Having made that bold and, to this reviewer, compelling connection, van Huyssteen concludes with a reflection on human uniqueness: rooted in bodily reality and in the evolution of epistemological capacity, human language and symbolization possessed a deep propensity toward meaning of a religious kind. This meaning had an acute communal, moral dimension:

Human persons nearly universally live in social worlds that are thickly webbed with moral assumptions, beliefs, commitments, and obligations. The relational ties that hold human lives together are glued together with moral premises, convictions, and obligations. In this sense Smith is correct: there is no way to be human except through moral order.

Finally, van Huyssteen engages Martin Buber, Abraham Heschel and Emmanuel Levinas—all thinkers situated in the Jewish tradition who have best understood the thick interactive reality of the human. By the time he finishes, van Huyssteen has transformed and enriched our notion of humanness.

For those who work on the theological end of the conversation, van Huyssteen has two main points. Negatively, he rejects abstract and esoteric thought, indicting Edward Farley in particular among contemporary thinkers.
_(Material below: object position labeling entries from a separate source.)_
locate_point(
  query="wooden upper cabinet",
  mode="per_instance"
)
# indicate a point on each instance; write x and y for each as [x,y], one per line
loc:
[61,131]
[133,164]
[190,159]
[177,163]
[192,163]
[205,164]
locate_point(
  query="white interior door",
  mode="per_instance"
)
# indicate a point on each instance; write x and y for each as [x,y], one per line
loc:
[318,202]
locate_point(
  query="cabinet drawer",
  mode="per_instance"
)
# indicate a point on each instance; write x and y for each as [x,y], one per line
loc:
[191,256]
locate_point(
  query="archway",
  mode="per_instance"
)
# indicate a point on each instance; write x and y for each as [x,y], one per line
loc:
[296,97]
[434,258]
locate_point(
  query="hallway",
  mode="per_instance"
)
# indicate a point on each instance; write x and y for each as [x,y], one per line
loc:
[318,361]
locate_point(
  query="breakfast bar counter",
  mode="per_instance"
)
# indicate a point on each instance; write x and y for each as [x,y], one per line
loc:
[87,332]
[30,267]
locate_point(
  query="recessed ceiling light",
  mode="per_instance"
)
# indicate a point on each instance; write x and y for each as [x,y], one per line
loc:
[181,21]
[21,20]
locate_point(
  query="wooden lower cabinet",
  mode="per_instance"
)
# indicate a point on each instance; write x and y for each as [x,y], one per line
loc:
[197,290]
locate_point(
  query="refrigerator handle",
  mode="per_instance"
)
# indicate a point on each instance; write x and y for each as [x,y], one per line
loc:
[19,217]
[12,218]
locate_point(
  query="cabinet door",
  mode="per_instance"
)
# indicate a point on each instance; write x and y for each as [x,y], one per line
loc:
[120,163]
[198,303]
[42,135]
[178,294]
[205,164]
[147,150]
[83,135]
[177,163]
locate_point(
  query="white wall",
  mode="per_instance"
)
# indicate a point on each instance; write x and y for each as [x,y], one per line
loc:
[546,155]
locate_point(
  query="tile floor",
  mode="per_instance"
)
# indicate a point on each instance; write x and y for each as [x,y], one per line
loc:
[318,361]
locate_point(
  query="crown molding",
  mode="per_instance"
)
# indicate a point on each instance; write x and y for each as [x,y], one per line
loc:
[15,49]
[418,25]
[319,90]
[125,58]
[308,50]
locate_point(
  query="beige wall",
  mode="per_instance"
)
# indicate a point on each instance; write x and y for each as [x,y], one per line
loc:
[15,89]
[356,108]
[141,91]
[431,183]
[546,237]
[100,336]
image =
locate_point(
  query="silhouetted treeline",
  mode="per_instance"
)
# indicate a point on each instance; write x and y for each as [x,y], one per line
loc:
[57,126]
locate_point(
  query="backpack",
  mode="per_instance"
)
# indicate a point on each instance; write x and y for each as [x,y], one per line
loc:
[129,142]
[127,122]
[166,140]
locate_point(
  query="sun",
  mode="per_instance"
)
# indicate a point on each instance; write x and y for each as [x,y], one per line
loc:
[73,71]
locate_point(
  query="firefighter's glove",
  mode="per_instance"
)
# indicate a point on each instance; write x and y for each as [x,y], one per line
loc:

Positively, he urges that attention be paid to issues “that may not be empirically accessible.” His last word is to insist on the theological: in the end, he argues, “religious belief” provided for our distant ancestors, as it provides for us, dimensions of hope, redemption and grace.

This is a grace-filled book. As I read, I thought of how our current religious-theological-liturgical-ecclesial practices are in continuity with the activities of these earlier artists of the spirit. In a culture that wants to turn communication into technospeak and to kill utterance with psychobabble, perhaps it is in the embrace of word and sacrament that we are most fully human, most fully in continuity with our forebears, most fully enacting the image of God and most fully resistant to the dehumanization that would deny transcendence in the interest of control and security. Van Huyssteen’s book is a powerful summons and a compelling invitation to rethink science and religion in a way that refuses to be adversarial.